Back in the early 1990s Steve Wozniak was in an airport when he pulled an Apple Newton out of his bag. It was the first time he had used the PDA device and using the stylus, he wrote in his own handwriting:
"Sarah [his daughter], dentist, Tuesday, 2pm."
He tapped the Assist button and it automatically opened the calendar app on Tuesday at 2pm, added in the word "dentist" and grabbed Sarah's details from his contacts list.
It was a moment which would change Wozniak's perception of computing forever. "That was the first time in my life I had seen a computer understand... I had written something for a human, and the computer understood it."
Fast-forward 20 years and while the Newton may be long obsolete, Wozniak still wants the same thing - a computer that understand him; a computer that will be his "best friend."
The computers we talk about today are not what we have typically viewed as computers for the last 20 years. They are the small but incredibly powerful smartphones and tablets which we carry around in our pockets and bags wherever we go.
The method of interaction with these devices has also changed, with voice now used as the 'human' way of interacting.
For Wozniak, Siri has long been his favourite app, even before it was acquired by Apple.
Closer than ever
He says that we are now closer than ever to the technology we use on a daily basis but to move things forward Wozniak says that Apple needs to open up Siri to third-party developers so that voice can become ubiquitous across the system.
Wozniak, who was speaking at the Apps World conference in London on Wednesday, says the next logical step in bringing technology even closer is by making it wearable, where you have access to what you want, when you want, at all times.

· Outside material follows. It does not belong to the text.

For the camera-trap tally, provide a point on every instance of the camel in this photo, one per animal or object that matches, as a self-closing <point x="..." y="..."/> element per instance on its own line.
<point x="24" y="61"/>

Wozniak says that what he wants on his wrist is a "knowledge navigator" but recognises that "new ideas are very hard to come up with." He says that having just some functions of a phone on your wrist - as the current generation of devices do - is not enough: "I want a wearable phone."
Wozniak also spoke about the potential for computers to become as, if not more, intelligent than humans. He said that for years he dismissed the idea out-of-hand, and mentioned futurist Ray Kurzweil's singularity theory which speculates that there will be a moment in time when artificial intelligence will have progressed to the point of a greater-than-human intelligence.
While Wozniak doesn't believe this "moment" will come any time in the next 20 years, he now concedes that these machines could equal or surpass human intelligence in the next "20 to 200 years."
He says he has seen many signs in recent years to make him change his beliefs on the theory.